# Java.math.BigDecimal.movePointLeft() Method

## Description

The java.math.BigDecimal.movePointLeft(int n) returns a BigDecimal which is equivalent to this one with the decimal point moved n places to the left. If n is non-negative, the call merely adds n to the scale. If n is negative, the call is equivalent to movePointRight(-n).

The BigDecimal returned by this call has value (this × 10-n) and scale max(this.scale()+n, 0).

## Declaration

Following is the declaration for java.math.BigDecimal.movePointLeft() method.

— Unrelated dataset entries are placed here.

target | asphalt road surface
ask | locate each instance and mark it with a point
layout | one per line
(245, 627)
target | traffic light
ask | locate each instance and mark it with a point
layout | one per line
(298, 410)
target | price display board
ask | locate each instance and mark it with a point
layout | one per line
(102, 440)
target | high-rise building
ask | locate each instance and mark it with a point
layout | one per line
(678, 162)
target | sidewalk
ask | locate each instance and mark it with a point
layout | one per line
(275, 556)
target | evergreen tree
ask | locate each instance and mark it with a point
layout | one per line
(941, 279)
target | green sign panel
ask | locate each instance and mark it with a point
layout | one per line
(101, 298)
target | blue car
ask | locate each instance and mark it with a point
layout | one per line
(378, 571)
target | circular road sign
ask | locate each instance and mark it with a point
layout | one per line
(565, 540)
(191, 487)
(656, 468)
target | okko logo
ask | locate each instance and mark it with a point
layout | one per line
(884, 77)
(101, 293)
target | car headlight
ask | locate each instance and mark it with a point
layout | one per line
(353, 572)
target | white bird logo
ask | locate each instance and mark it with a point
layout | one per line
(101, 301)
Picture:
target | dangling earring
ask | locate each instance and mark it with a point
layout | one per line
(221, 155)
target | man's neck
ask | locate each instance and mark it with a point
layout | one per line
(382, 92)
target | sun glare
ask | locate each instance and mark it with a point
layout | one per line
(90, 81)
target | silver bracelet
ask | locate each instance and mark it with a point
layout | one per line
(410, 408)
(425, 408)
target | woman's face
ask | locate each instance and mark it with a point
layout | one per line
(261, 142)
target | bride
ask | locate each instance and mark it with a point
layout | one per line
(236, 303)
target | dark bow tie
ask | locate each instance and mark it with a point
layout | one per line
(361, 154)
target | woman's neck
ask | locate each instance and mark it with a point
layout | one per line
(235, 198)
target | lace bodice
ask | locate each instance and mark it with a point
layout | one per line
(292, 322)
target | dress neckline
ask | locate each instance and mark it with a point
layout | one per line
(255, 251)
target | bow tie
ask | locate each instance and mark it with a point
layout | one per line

```public BigDecimal movePointLeft(int n)
```

## Parameters

n − Number of places to move the decimal point to the left.

## Return Value

This method returns a BigDecimal which is equivalent to this one with the decimal point moved n places to the left.

## Exception

ArithmeticException − If scale overflows.

## Example

The following example shows the usage of math.BigDecimal.movePointLeft() method.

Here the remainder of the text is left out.